An important takeaway from the HP v. Oracle case is for software providers and licensees to regularly review contractual relationships for affirmative obligations that might be similarly construed, especially when discontinuing support for software products that might be tied to third-party hardware. For example, agreements made 10 years ago may be tied to outdated or defunct hardware. Conversely, software providers involved in mergers or acquisitions, such as acquiring new software technologies from an existing provider, should look closely at any affirmative obligations and duties to existing licensees absorbed as part of the acquisition.


When faced with a potential breach of license agreement, software licensors and licensees should conduct a holistic assessment of potential financial liability, factoring in the cost of litigation and likelihood of success, potential monetary damages, the effect that termination of the license agreement would have upon their business, as well as any potential sources of relief through indemnification or insurance coverage.

For software licensors, quantification of the dispute and associated business risk should be considered as a matter of course in connection with license audit practices and periodic reviews of license compliance. Developing a fulsome understanding of the potential damages and impact escalation might have on revenue streams provides valuable data points for decision makers on business and legal teams.

For software licensees, a holistic assessment of the above issues has the added benefit of helping licensees develop a more complete picture of their use of the licensed software in different situations — particularly those involving on-premises software. And, sometimes, business-level discussions where a party voluntarily provides more detailed information on software use can enable a good-faith dialogue for resolving a dispute. Disclosing such information comes with risks and should only be done after consulting legal counsel.

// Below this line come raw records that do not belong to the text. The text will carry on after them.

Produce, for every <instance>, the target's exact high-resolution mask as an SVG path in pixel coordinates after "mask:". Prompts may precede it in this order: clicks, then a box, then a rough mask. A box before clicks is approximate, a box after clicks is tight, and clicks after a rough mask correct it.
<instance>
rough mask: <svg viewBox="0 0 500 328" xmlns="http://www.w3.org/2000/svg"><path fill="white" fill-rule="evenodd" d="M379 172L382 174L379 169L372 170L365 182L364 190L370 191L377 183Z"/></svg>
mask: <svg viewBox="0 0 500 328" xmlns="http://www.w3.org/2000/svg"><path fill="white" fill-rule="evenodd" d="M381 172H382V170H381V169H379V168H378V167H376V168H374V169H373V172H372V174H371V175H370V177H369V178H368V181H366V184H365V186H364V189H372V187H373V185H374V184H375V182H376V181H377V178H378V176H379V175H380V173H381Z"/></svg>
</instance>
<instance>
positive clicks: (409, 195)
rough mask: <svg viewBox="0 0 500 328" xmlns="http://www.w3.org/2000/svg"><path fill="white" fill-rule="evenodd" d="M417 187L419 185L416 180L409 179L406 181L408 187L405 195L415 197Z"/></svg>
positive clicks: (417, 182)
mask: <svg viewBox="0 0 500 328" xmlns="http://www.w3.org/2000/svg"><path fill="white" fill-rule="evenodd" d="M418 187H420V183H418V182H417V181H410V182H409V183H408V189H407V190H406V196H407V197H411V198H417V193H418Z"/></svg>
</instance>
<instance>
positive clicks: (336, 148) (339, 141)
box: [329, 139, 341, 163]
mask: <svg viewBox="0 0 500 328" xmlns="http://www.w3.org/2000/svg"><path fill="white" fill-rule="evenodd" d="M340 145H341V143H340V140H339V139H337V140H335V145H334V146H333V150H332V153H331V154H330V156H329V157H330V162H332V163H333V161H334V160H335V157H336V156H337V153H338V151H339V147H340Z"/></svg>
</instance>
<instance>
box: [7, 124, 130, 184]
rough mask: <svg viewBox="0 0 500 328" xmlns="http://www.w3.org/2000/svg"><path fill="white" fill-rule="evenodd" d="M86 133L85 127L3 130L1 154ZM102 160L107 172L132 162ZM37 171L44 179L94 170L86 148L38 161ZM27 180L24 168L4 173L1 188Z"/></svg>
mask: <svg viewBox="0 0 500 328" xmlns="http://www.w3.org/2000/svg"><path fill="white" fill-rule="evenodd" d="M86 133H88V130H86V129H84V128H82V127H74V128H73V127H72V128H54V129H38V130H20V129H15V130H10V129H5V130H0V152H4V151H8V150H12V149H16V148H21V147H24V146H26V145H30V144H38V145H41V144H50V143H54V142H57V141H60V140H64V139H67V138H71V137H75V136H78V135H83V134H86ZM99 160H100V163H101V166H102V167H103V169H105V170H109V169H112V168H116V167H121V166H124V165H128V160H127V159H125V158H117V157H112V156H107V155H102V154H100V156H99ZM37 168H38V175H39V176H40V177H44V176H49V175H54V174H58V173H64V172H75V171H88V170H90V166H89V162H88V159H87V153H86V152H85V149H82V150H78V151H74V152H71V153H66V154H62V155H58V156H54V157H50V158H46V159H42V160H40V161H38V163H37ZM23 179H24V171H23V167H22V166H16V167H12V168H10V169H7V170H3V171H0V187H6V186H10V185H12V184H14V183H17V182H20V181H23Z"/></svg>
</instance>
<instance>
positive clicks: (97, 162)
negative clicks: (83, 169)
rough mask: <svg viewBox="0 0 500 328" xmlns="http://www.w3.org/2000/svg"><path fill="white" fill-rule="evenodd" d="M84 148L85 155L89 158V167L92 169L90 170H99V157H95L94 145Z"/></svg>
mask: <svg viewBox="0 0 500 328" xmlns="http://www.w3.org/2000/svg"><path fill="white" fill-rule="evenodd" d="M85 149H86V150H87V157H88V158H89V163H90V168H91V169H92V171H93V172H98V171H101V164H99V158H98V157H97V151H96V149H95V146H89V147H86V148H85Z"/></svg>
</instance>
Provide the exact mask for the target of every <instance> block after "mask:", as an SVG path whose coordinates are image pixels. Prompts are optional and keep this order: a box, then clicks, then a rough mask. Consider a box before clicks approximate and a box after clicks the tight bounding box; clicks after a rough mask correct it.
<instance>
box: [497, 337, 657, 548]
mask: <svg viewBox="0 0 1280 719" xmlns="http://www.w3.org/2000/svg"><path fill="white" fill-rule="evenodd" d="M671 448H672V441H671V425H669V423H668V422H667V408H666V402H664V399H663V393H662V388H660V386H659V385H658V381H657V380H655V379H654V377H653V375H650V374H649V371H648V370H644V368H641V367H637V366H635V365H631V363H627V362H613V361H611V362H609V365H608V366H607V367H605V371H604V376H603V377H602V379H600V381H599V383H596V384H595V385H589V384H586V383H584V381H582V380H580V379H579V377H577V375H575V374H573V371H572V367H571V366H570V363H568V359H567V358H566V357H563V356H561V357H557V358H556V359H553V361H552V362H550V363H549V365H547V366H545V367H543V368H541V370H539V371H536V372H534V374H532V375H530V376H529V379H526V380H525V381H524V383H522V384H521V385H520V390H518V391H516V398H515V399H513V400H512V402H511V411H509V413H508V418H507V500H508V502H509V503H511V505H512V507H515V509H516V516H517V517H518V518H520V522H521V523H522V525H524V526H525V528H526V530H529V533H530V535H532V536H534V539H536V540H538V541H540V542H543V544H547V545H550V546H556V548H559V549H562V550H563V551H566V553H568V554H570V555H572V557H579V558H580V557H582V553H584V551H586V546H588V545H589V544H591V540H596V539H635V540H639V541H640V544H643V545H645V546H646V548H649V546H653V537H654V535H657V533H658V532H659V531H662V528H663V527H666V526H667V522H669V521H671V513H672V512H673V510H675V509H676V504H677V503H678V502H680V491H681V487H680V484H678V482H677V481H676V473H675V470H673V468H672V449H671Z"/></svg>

If the framework of the license dispute allows, parties should consider taking the time to resolve ambiguities and future-proof agreements now to prevent additional disputes down the road. This might include an agreement to review and, if necessary, redraft other existing licenses to clarify and resolve ambiguities. This effort can focus on known and anticipated changes in technology, infrastructure, and software use. Parties should consider how future changes in computer hardware could impact license terms. For example, the definition and calculation of license payments based on ambiguous definitions of terms for “physical” and “virtual” computer cores has been a common source of disputes in recent software audits. And now that more employees work from home, the increased use of licensed software in different distributed environments and geographic locations presents another source of potential ambiguity when applied to pre-pandemic software licenses. Incorporating new and revised terms into existing agreements could help reduce disputes in the future and has the added benefit of creating a solid shared understanding for the going-forward business relationship.